— Он отнимает не очень много времени от работы в мастерской, потому что я нанял одного молодого художника, Ханса Румера, написать почти все, кроме лиц и кое-каких деталей. Он только что закончил ученичество и представляет харлемскую школу, а в Амстердам приехал разбогатеть! — Хендрик рассмеялся от такой дикой для художника мечты юноши.
— Ты выбрал его, потому что вы оба — из одной и той же Гильдии?
— Осмелюсь заметить, что это повлияло как-то на мой выбор. И мне понравились образцы работ, которые он показал мне.
— Я завтра же взгляну на это полотно.
Хендрик откашлялся.
— Этот заказ мне принес Питер.
Франческе не удалось скрыть волнение:
— Вы помирились с ним? Ты его простил?
—Да.
— Я так рада. Значит, ты ждешь возвращения Алетты домой?
— Нет! Это совсем другое дело.
Франческа не стала продолжать. По крайней мере, сделан один шаг — примирение с Питером. Она была уверена, что со временем Хендрик смягчится и по отношению к сестре.
— Питер не упоминал в своем последнем письме о встрече с тобой. Говоря откровенно, отец, ты ведешь себя порой непредсказуемо.
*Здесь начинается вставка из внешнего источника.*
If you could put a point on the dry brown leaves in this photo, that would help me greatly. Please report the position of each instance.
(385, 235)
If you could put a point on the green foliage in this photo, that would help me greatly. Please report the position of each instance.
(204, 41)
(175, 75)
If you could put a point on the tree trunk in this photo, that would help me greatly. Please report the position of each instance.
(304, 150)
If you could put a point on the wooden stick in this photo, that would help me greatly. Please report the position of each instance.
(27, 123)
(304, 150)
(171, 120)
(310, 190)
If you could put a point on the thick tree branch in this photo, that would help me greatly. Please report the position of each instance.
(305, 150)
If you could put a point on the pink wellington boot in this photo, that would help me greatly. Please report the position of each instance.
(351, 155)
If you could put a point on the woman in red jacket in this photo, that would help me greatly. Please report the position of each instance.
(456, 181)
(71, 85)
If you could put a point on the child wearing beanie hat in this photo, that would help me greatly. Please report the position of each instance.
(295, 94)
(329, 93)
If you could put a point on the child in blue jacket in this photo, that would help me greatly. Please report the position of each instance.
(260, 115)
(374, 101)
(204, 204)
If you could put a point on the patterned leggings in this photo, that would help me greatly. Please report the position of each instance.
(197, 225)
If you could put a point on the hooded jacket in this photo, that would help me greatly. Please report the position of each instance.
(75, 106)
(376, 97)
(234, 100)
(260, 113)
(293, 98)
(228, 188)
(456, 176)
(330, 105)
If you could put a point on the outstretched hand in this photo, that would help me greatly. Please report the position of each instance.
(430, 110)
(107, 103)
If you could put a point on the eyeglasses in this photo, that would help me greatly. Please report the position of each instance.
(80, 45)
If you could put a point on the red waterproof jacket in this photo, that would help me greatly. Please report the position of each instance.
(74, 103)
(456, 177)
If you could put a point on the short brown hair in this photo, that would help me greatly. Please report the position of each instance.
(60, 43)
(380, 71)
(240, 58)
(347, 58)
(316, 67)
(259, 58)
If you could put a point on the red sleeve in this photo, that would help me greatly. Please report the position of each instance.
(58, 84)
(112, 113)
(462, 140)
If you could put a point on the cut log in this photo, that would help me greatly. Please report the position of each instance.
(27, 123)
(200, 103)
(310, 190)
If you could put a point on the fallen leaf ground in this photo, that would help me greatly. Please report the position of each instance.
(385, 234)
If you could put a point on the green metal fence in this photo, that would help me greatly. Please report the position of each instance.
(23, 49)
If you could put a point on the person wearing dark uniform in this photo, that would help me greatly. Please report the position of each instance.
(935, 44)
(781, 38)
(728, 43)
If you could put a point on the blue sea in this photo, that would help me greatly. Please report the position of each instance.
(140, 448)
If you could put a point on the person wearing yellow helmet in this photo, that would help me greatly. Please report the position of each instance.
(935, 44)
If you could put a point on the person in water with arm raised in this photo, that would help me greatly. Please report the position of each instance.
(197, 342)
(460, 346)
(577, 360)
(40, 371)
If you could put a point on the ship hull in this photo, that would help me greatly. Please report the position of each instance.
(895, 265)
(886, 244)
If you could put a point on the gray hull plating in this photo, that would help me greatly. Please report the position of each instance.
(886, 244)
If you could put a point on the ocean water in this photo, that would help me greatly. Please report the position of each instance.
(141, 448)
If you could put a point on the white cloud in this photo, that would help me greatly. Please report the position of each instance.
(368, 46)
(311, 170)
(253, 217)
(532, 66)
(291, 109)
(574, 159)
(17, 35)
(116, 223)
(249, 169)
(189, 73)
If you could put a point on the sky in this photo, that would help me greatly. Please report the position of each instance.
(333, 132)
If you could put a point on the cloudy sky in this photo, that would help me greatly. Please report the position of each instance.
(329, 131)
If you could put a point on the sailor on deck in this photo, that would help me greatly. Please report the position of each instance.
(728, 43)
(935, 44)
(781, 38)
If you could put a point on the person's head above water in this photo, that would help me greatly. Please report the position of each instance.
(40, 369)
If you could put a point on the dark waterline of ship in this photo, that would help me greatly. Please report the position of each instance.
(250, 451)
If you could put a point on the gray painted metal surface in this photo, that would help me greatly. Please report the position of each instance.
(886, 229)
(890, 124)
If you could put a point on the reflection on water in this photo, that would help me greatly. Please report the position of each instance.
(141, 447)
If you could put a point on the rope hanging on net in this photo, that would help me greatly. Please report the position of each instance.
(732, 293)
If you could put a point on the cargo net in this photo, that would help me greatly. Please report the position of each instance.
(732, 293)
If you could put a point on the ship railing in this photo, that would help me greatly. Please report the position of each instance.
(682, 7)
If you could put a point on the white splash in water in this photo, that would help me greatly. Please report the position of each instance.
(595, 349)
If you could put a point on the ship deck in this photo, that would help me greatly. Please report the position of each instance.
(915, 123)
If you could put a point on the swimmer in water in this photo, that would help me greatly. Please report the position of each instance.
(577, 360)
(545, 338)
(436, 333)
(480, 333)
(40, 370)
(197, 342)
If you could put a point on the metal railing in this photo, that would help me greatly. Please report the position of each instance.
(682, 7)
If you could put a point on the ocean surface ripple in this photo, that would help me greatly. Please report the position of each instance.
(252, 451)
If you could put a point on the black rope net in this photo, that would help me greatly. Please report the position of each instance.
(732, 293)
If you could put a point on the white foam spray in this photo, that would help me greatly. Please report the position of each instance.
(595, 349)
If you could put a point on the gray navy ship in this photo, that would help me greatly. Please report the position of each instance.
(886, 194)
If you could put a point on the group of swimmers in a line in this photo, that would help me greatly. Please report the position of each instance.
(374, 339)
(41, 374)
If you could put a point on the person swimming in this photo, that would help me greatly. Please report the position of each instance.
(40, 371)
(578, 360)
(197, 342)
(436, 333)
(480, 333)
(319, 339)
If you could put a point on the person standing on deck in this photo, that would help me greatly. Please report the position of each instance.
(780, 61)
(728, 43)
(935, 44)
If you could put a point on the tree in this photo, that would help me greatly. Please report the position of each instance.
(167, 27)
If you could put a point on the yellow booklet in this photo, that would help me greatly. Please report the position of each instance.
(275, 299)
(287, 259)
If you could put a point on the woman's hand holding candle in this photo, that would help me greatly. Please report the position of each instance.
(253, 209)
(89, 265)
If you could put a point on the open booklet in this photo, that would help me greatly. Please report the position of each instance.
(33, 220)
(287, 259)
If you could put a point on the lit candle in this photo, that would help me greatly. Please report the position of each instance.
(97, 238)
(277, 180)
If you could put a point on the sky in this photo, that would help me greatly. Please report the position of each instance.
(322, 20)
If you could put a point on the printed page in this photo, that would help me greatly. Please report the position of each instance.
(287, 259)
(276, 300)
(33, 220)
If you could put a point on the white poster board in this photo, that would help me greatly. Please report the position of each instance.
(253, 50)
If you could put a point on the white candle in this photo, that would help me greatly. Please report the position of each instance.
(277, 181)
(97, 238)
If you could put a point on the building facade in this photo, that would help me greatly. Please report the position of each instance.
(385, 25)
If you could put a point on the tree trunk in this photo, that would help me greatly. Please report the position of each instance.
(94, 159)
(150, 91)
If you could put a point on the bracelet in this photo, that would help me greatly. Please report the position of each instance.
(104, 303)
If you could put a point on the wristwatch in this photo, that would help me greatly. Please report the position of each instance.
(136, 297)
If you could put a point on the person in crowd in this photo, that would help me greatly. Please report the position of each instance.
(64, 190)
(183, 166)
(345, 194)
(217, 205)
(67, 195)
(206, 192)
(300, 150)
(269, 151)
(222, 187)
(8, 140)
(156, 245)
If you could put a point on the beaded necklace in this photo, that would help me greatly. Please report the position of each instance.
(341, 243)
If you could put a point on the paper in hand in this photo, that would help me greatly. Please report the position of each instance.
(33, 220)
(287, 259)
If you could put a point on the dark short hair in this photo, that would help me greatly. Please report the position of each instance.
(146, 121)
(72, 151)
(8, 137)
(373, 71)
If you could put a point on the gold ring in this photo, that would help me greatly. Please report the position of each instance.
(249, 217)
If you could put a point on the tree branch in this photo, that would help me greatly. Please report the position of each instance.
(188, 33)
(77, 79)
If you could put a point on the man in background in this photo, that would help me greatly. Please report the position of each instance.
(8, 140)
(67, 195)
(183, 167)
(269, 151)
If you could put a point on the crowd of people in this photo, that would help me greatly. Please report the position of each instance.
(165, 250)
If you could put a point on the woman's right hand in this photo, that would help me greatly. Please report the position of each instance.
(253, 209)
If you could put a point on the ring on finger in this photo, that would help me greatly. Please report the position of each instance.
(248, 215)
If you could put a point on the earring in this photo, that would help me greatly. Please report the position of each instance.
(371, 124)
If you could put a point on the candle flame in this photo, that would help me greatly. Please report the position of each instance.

Поэтому Питер промолчал, не очень надеясь, что твое отношение к нему вновь не переменится.
Хендрик взглянул на нее из-под нахмуренных бровей.
— Значит, вы переписываетесь?
— Мы также и встречаемся.
— Это было запрещено.
— А разве что-нибудь могло удержать тебя от встреч с мамой, когда ты полюбил ее?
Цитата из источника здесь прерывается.